## Exponential Spirals for Game EffectsMay 4th, 2009 Patrick Stein

In earlier posts, I mentioned finding polynomials, riffing off of damped harmonic motion, and then hitting on exponential spirals all trying to come up with a nice looking way to snap game tiles back into place when they are released. I want them to overshoot and then settle into place rather than snap directly into their spot.

### The Basic Spiral

I am talking about a simple spiral of the form:

$\theta(t) = Kt$
$r(t) = \alpha\left(Kt\right)^{n}$
for some integer $n$.

That would be an equation for a spiral that starts at the origin and heads outward as $t$ increases. For my application though, I want to end at the origin so I need to substitute $1-t$ in for $t$.

$\theta(t) = K(1-t)$
$r(t) = \alpha\left(K(1-t)\right)^{n}$

The math is also going to work out slightly better if I use $n-2$ in place of $n$ in the above equations:

$\theta(t) = K(1-t)$
$r(t) = \alpha\left(K(1-t)\right)^{n-2}$

I don’t want the piece to spiral into place when released though. So, really, I am concerned with just the $x$ coordinate from the above equations:

$x(t) = r(t) \cos \theta(t) = \alpha K^{n-2} (1-t)^{n-2} \cos \left(K\left(1-t\right)\right)$

To normalize everything, I am going to let $\alpha = K^{2-n}$. And, since I want my interpolation value to go from zero to one instead of one to zero, I am again going to subtract this all from one:

$x(t) = 1 - (1-t)^{n-2} \cos \left(K\left(1-t\right)\right)$

### Parametrizing by Arc Length

If I just plot the spiral as is, then I am stuck with the same problem that I had with damped spring motion: the frequency is constant. The rate at which it would shimmy would not increase. I want it to really settle into place. So, I have to walk through the spiral at a fixed rate. I need to rescale the $(1-t)$ into something else so that for any given time interval, I cover the same arc length on the spiral.

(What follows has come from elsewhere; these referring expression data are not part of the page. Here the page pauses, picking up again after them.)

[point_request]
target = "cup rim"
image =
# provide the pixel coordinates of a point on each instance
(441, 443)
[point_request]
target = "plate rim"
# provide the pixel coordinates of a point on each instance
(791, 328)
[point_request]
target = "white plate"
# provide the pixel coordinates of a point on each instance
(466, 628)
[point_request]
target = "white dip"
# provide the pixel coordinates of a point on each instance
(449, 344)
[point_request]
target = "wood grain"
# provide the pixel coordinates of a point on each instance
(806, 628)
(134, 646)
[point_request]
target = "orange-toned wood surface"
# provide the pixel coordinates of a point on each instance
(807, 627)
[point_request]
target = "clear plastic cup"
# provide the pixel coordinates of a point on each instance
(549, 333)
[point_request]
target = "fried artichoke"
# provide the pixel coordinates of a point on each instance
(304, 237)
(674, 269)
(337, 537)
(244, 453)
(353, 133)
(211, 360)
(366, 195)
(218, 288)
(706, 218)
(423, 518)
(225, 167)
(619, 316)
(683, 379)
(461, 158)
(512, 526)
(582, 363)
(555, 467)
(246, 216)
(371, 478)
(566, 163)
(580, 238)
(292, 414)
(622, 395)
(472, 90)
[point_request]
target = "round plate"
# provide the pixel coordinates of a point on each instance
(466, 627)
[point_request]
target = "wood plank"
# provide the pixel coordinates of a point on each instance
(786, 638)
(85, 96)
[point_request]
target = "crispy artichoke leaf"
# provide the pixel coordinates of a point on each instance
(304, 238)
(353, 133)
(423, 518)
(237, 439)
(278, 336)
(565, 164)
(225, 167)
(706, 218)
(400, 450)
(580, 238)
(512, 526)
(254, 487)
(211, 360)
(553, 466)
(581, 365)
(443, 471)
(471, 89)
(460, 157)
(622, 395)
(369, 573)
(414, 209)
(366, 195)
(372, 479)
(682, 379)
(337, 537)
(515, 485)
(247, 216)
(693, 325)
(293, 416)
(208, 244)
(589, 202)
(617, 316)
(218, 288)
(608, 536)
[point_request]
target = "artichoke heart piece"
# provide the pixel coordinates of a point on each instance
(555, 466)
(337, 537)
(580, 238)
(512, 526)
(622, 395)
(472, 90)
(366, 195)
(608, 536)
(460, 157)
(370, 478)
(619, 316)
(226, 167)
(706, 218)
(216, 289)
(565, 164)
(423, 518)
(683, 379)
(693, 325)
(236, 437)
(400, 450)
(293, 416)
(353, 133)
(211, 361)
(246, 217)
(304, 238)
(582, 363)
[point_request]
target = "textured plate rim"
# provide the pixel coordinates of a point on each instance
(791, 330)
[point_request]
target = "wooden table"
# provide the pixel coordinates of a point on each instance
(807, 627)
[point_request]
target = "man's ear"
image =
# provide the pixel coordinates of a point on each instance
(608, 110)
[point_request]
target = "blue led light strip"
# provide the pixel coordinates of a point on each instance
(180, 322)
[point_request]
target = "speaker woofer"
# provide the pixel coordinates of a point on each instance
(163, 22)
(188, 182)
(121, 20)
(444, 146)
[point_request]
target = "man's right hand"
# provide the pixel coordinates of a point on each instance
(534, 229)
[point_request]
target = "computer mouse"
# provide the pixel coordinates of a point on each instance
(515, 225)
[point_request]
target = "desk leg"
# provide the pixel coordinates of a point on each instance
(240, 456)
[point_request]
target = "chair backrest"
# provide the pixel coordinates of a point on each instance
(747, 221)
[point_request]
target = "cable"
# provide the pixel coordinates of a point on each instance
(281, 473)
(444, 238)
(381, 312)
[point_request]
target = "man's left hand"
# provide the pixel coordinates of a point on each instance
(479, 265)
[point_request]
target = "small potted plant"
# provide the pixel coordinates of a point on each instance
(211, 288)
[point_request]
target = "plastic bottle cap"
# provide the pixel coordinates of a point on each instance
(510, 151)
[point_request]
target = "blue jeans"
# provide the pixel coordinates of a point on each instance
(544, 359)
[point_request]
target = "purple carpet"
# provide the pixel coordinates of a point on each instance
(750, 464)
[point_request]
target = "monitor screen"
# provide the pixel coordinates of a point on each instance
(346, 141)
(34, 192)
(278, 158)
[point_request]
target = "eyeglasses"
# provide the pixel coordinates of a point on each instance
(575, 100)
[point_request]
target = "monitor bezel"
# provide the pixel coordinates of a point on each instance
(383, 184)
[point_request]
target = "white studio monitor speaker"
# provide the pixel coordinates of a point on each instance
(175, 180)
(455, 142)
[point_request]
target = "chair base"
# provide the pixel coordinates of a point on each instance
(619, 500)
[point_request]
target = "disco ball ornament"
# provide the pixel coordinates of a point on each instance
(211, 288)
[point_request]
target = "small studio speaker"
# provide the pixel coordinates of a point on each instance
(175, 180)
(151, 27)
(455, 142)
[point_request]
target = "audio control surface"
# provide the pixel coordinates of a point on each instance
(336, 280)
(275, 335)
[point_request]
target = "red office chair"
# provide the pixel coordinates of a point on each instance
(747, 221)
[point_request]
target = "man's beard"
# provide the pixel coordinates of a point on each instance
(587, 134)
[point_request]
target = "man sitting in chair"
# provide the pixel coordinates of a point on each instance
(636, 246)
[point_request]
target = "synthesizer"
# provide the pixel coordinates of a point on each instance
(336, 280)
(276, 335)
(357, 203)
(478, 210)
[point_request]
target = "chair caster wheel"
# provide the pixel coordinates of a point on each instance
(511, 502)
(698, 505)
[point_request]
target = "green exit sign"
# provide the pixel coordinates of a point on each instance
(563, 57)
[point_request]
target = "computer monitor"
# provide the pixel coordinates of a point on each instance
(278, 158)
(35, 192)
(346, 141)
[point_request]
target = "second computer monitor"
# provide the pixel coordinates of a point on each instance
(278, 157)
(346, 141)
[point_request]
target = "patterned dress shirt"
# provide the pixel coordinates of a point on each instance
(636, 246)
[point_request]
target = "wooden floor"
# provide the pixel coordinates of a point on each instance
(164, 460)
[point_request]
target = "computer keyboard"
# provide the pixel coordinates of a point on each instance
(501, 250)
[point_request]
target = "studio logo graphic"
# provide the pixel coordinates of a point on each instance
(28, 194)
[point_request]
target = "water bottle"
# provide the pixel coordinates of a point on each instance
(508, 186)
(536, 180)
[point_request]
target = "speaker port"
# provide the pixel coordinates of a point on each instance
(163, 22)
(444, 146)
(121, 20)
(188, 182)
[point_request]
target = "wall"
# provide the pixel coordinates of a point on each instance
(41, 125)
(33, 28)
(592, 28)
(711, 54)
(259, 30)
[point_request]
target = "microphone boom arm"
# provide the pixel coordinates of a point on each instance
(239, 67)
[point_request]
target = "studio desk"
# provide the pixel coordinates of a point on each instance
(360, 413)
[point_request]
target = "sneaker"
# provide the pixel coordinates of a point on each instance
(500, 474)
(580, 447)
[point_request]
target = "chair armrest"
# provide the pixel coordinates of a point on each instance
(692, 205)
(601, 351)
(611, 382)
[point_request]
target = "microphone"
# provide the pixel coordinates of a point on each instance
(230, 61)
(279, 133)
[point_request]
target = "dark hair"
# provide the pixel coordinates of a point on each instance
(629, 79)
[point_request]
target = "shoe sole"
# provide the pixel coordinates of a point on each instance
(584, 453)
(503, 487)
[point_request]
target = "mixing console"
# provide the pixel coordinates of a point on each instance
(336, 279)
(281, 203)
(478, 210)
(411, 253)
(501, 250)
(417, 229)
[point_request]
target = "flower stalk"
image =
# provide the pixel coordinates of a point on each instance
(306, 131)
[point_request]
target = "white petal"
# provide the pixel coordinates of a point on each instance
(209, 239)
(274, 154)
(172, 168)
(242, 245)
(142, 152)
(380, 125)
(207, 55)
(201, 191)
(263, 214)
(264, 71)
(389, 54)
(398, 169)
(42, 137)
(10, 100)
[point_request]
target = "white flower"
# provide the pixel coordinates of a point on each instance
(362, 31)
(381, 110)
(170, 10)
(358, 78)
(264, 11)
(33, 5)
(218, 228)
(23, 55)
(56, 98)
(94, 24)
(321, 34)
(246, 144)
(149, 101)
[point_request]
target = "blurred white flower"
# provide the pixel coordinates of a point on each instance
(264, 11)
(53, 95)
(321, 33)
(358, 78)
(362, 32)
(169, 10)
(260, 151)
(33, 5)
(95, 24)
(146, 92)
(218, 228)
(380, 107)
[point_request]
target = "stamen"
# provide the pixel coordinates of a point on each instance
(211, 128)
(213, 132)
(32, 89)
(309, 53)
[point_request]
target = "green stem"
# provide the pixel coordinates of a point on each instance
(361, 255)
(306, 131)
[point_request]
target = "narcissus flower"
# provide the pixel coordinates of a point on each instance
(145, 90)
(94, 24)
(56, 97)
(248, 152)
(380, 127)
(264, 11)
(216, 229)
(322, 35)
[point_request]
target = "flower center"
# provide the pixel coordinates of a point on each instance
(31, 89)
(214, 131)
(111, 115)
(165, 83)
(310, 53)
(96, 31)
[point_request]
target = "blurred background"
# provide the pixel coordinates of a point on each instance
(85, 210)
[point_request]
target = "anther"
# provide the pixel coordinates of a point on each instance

The first step then is to figure out how much arc length I sweep out with any given $t$. Call this arc length $s(t)$:

$s(t) = \int_0^{t} r(\tau) \theta(\tau) d\theta = \int_0^{t} - \alpha K^{n} (1 - \tau)^{n-1} d\tau$
which comes out to:
$s(t) = \frac{\alpha K^n}{n} \left(\left(1-t\right)^n-1\right)$

Then, to rescale my $t$, I want to use $t'$ instead so that $t' = \frac{s(t)}{s(1)}$. So, when $t' = \frac{1}{4}$, for example, I will need to find the $t$ such that the arc length covered in the first $t$ seconds is $\frac{1}{4}$-th of the arc length covered in the whole interval. Solving for $t$ in the equation $t' = \frac{s(t)}{s(1)}$ comes out to:

$t = 1 - \sqrt[n]{1-t'}$

Plugging all of that back into the equation for $x(t)$ gives me:

$x(t) = 1 - \sqrt[n]{(1-t)^{n-2}} \cos \left(K\sqrt[n]{1-t}\right)$

The simplest spiral here has $n = 3$, and we will go around four times with $K = 8\pi$:

You can see how the period speeds up toward the end. This was a good starting point. However, the first oscillation goes almost as far beyond the target as our initial point was. So, I upped the exponent to $n = 9.5$:

This was pretty much the effect I wanted. Unfortunately, it involves taking an $7.5$-th power, an $9.5$-th root, and a cosine of calculation. I decided that $\frac{7.5}{9.5}$ was close enough to one to give it a whirl without needing the $7.5$-th power.

$x(t) = 1 - (1-t) \cos \left(K\sqrt[n]{1-t}\right)$

Here you can see the final result.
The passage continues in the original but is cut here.